Die Botschaft sollte die Schwachverdienenden trösten: «Die Kluft zwischen den Einkommen wird kleiner.» Fabian Renz, Chef des Ressorts «Analyse» des «Tages-Anzeigers», nannte es eine «gute Nachricht». Eine «Datenanalyse dieser Redaktion» habe es jetzt aufgedeckt: «Jene mit tiefem Lohn konnten sich prozentual stärker steigern als Multimillionärinnen.»

Von seriöser Statistik haben Renz und seine vier Datenanalysten, welche die Zahlen und Grafiken aufbereiteten, offensichtlich wenig Ahnung.

Ihre «Beweisführung»: Die Spitzenverdiener hätten ihre Einkommen seit 1980 nur um 18 Prozent erhöhen können, die Geringverdienenden jedoch um 28 Prozent (siehe Infosperber von gestern).
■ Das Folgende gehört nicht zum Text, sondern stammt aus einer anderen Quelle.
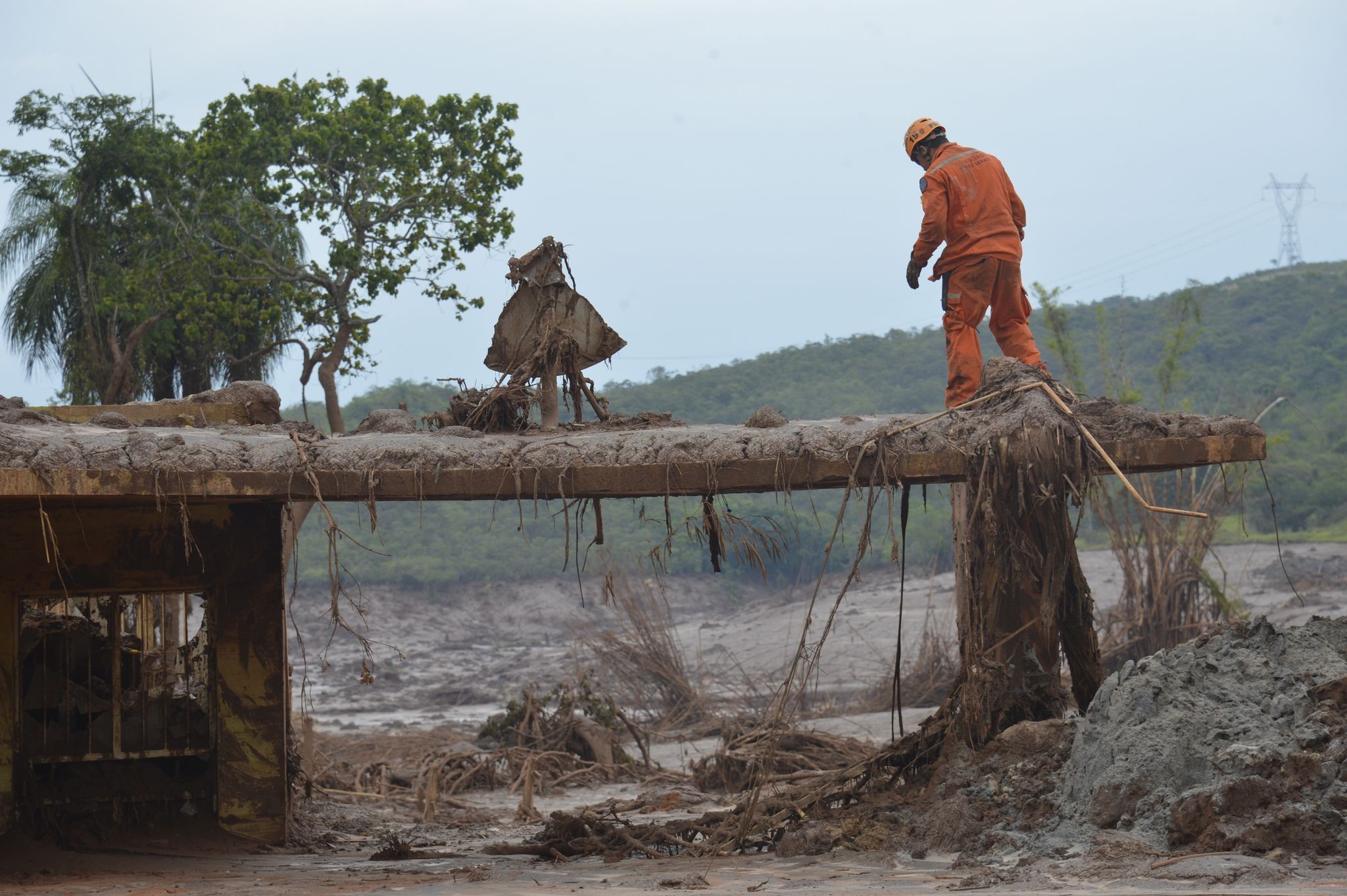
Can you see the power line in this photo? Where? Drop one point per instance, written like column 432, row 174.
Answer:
column 1145, row 249
column 1169, row 256
column 1289, row 209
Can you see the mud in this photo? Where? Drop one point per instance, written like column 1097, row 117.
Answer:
column 266, row 448
column 1106, row 419
column 260, row 400
column 766, row 417
column 389, row 420
column 1236, row 740
column 109, row 420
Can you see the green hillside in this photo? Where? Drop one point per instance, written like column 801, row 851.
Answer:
column 1267, row 335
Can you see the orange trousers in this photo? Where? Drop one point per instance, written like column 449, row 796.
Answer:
column 966, row 294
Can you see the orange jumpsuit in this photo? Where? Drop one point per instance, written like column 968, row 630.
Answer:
column 971, row 206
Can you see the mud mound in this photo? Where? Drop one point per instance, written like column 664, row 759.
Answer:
column 1236, row 740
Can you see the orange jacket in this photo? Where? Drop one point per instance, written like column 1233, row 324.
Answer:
column 971, row 206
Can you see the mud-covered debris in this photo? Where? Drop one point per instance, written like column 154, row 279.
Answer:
column 795, row 755
column 24, row 417
column 1227, row 742
column 686, row 882
column 462, row 432
column 766, row 417
column 109, row 420
column 391, row 420
column 262, row 401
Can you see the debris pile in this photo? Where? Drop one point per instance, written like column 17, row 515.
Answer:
column 1236, row 742
column 790, row 755
column 568, row 738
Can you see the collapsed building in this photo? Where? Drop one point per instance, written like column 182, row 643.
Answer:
column 143, row 653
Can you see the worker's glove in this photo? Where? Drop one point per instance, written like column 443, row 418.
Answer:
column 914, row 273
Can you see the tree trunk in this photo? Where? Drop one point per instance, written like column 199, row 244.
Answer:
column 1019, row 587
column 120, row 387
column 328, row 379
column 163, row 380
column 195, row 377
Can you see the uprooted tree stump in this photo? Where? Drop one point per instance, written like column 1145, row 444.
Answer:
column 1021, row 598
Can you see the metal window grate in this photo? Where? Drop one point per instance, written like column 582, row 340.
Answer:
column 115, row 676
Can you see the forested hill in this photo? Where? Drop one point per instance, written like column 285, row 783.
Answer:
column 1277, row 333
column 1260, row 337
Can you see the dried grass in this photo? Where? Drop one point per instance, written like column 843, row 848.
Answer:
column 1168, row 596
column 643, row 655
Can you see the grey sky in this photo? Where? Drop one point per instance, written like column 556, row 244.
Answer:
column 729, row 177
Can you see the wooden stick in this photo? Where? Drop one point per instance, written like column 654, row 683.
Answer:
column 1109, row 460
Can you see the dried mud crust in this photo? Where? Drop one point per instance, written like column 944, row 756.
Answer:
column 270, row 447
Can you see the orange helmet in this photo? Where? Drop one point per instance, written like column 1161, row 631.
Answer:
column 919, row 131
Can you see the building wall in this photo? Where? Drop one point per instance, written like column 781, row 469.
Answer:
column 230, row 552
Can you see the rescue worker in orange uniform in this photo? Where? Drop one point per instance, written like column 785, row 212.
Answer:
column 971, row 208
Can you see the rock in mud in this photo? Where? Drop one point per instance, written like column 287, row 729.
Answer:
column 387, row 420
column 766, row 417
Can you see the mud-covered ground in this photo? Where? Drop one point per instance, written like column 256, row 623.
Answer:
column 465, row 655
column 470, row 649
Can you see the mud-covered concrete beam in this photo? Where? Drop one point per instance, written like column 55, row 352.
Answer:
column 579, row 479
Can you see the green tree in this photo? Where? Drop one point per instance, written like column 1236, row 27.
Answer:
column 398, row 186
column 1060, row 342
column 105, row 288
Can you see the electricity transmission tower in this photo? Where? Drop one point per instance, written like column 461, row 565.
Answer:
column 1289, row 249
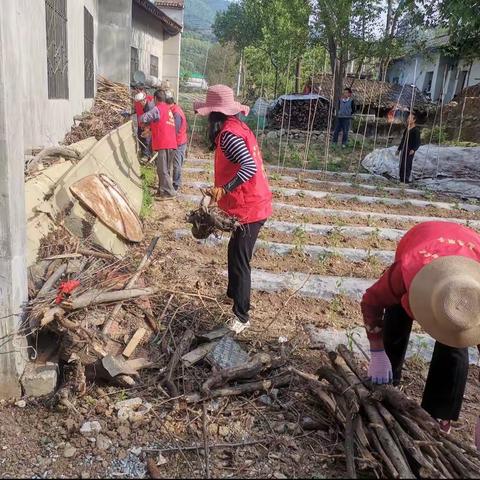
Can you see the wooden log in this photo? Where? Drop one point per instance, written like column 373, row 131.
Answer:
column 133, row 343
column 131, row 283
column 260, row 386
column 97, row 297
column 259, row 363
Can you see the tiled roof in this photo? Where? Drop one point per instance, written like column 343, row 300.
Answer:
column 170, row 3
column 171, row 26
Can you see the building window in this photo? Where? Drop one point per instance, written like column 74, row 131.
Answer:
column 57, row 48
column 88, row 54
column 153, row 65
column 133, row 62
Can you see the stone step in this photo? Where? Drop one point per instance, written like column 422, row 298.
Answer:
column 349, row 232
column 283, row 249
column 330, row 212
column 295, row 192
column 312, row 286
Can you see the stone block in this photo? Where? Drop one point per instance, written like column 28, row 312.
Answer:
column 39, row 380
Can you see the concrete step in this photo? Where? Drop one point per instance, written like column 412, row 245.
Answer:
column 350, row 232
column 283, row 249
column 330, row 212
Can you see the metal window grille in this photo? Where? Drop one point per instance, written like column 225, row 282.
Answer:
column 57, row 48
column 153, row 65
column 88, row 54
column 133, row 61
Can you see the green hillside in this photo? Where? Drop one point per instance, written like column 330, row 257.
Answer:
column 198, row 36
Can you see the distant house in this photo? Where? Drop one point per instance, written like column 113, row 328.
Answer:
column 433, row 72
column 61, row 46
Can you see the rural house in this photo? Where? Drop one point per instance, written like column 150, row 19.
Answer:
column 51, row 52
column 433, row 72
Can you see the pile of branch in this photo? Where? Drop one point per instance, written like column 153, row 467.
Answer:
column 110, row 101
column 95, row 334
column 383, row 429
column 299, row 114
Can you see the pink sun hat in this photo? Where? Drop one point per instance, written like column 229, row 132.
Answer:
column 220, row 98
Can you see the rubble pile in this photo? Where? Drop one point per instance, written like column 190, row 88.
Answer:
column 110, row 101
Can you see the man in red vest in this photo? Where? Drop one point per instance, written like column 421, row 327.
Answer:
column 164, row 142
column 143, row 103
column 435, row 280
column 181, row 128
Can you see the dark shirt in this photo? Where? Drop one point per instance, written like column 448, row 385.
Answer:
column 410, row 140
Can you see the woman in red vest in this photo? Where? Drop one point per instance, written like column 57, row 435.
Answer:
column 164, row 142
column 435, row 280
column 241, row 190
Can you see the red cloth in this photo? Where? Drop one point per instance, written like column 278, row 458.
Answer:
column 420, row 245
column 252, row 200
column 182, row 138
column 164, row 136
column 140, row 111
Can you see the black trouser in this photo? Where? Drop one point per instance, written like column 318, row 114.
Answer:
column 406, row 164
column 240, row 251
column 447, row 376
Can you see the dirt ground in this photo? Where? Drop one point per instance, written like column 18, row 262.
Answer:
column 252, row 436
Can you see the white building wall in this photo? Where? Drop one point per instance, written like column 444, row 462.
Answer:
column 46, row 121
column 148, row 38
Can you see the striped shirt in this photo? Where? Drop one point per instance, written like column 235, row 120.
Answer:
column 235, row 149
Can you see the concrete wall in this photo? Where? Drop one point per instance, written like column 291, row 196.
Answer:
column 114, row 32
column 147, row 36
column 47, row 120
column 171, row 61
column 13, row 273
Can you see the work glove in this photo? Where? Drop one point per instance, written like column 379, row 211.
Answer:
column 380, row 368
column 215, row 193
column 477, row 434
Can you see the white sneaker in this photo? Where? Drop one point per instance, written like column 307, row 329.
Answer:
column 236, row 326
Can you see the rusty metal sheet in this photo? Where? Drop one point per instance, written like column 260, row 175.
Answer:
column 105, row 199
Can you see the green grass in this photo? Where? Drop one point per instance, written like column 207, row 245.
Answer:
column 149, row 179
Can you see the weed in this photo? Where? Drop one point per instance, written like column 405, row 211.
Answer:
column 148, row 182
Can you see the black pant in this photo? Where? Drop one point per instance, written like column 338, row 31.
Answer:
column 406, row 164
column 447, row 376
column 240, row 251
column 343, row 125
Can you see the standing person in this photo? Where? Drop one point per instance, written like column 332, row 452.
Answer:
column 164, row 142
column 345, row 109
column 408, row 146
column 241, row 190
column 435, row 280
column 181, row 129
column 143, row 103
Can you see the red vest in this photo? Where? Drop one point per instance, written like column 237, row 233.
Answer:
column 182, row 133
column 430, row 240
column 252, row 200
column 139, row 110
column 163, row 130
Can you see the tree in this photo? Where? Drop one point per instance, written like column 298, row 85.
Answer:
column 347, row 29
column 278, row 28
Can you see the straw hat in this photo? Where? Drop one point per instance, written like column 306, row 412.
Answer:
column 220, row 98
column 445, row 300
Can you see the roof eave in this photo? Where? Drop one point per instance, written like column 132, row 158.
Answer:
column 171, row 26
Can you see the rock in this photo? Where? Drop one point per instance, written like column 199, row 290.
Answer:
column 130, row 403
column 103, row 442
column 38, row 381
column 90, row 428
column 69, row 451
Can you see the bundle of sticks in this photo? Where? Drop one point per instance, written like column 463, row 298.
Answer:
column 111, row 100
column 383, row 429
column 299, row 114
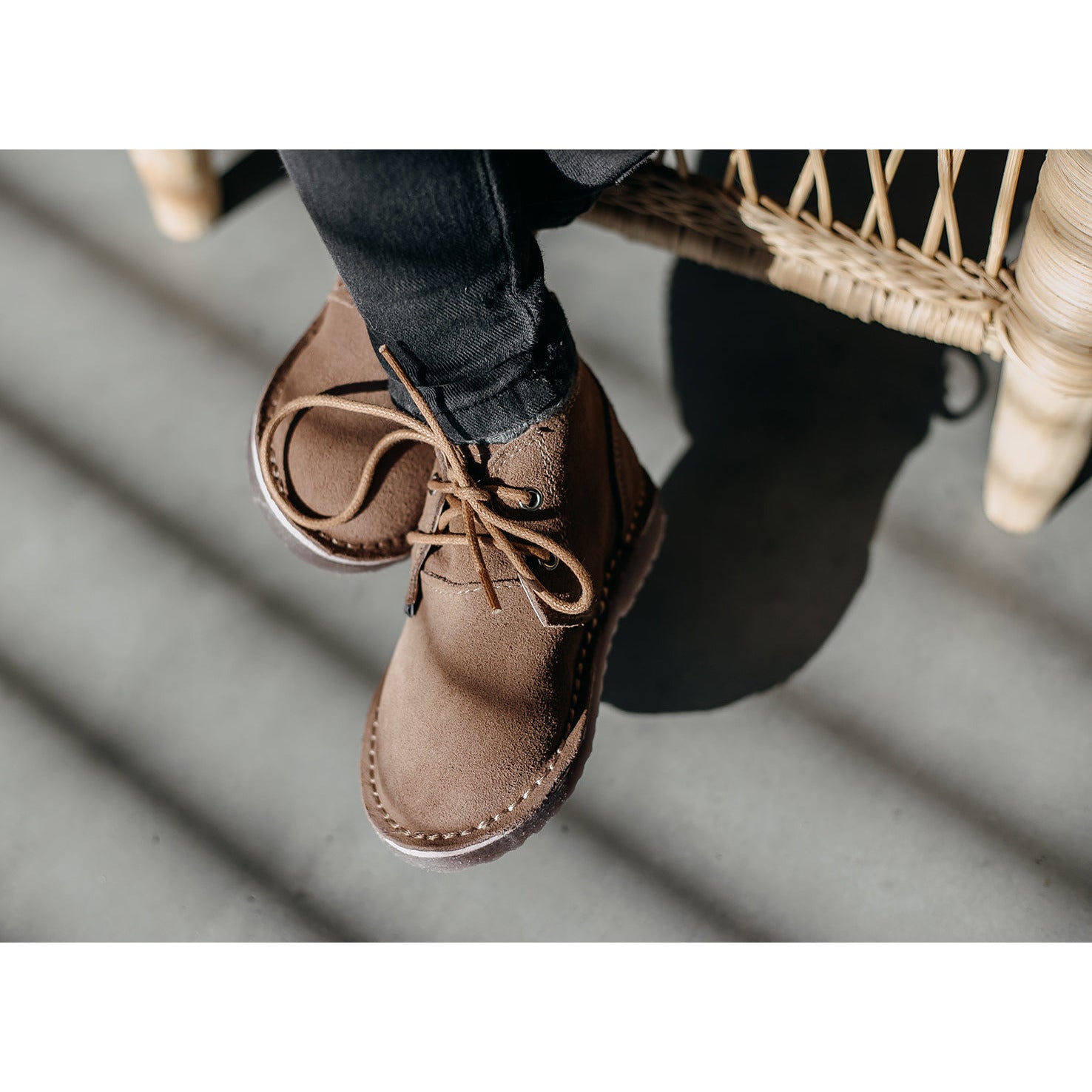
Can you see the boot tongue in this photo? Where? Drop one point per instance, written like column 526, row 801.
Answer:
column 518, row 463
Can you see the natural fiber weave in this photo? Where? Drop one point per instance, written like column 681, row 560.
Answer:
column 922, row 291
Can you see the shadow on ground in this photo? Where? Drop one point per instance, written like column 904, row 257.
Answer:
column 800, row 420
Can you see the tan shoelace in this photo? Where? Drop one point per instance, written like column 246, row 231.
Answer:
column 463, row 495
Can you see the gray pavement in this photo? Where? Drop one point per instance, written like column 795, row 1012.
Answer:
column 844, row 708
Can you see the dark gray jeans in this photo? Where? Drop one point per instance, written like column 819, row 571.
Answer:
column 439, row 252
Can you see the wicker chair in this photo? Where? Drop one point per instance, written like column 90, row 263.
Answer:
column 1035, row 316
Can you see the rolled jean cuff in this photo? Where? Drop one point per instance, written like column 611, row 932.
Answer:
column 521, row 391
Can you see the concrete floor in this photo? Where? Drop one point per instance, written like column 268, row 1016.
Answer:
column 846, row 707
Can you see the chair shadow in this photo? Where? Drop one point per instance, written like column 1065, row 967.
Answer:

Vergleiche zwischen Prozentzahlen (hier 28 Prozent gegenüber 18 Prozent) gelten in der Vermittlung von Statistiken als unseriös und irreführend – wenn nicht wenigstens gleichzeitig auch die absoluten Zahlen genannt werden: Wie viele Franken mehr verdienen die Spitzenverdienenden heute und wie viele Franken mehr die Geringverdienenden?

Wie irreführend der alleinige Vergleich von Prozentzahlen ist, zeigt ein einfaches Beispiel:

  • Wenn ein Einkommen von 1000 Franken um 100 Prozent steigt, dann steigt es auf 2000 Franken.
  • Wenn ein Einkommen von 100’000 Franken nur halb so stark steigt, nämlich um 50 Prozent, dann steigt es auf 150’000 Franken.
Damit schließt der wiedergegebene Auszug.